報道

東京新聞 2003年2月6日 朝刊

自殺女子大生の両親が医師提訴
「精神療法が不適切」

 元早稲田大生の長女=当時(二七)=が自殺したのは不適切な精神療法を受けたのが原因だとして、川崎市中原区の両親が五日、東京都内の市立病院に勤める元担当医(四三)に約八千四百万円の損害賠償を求める訴えを東京地裁に起こした。

 訴えによると、長女は失恋から睡眠障害などの症状を訴え、在学中の一九九五年三月に私大病院に入院した。

 当時、同病院の精神科に勤務していた担当医はカウンセリング的な精神療法を行い、長女は退院したが、その後の通院治療中に三度の自殺未遂を行い、二〇〇〇年五月に自殺した。

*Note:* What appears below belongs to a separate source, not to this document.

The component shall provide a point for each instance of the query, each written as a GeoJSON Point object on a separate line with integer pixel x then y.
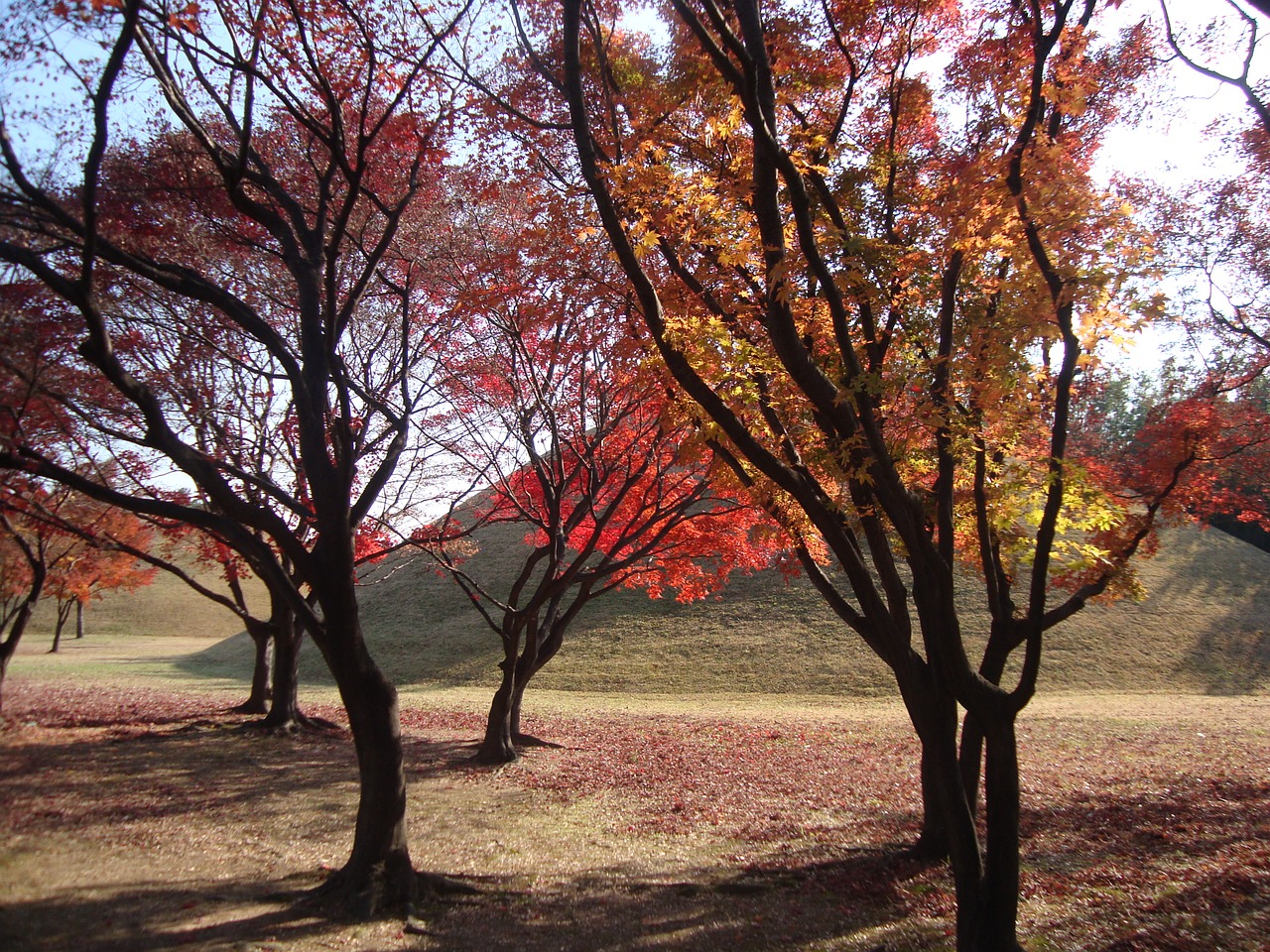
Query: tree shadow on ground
{"type": "Point", "coordinates": [1230, 662]}
{"type": "Point", "coordinates": [703, 910]}
{"type": "Point", "coordinates": [190, 915]}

 両親側は「元担当医は自ら恋人役を演じ、患者が医師に恋愛感情を抱く『転移』を長女に生じさせ、依存関係を作っておきながら、あらためて医師と患者の関係を確立せず、漫然と面接を続けたため、自殺の原因となった」と主張している。



産経新聞 2003年2月6日朝刊

「娘自殺は医師の責任」
精神療法めぐり両親、賠償求め訴え

 「娘が自殺したのは不適切な精神療法を行った医師の責任」として三年前に二十七歳で自殺した無職女性の両親=川崎市=が五日、主治医だった男性医師(四三)を相手に、約八千三百万円の損害賠償を求める訴えを東京地裁に起こした。

 原告側の弁護士によると、精神療法の過誤を問う訴訟は初めてという。

  訴えによると、女性は大学生だった平成六年から鬱症状を訴え、翌年都内の病院に入院。当時勤務していた精神科の男性医師の治療を受けた。しかし男性医師は途中から「私が娘さんの恋人役をやる」とする治療方針の精神療法を実施。この結果、患者と医師の関係を逸脱した状態になっていったという。女性は退院後も男性医師の精神療法を受けていたが、自殺未遂を三度起こし、十二年五月に自殺した。

  原告側は「医師は『恋人役』というわけのわからない治療で娘を自分に依存させ、病を悪化させた。その態度や言葉が自殺のきっかけになっており、医師には責任がある」と主張している。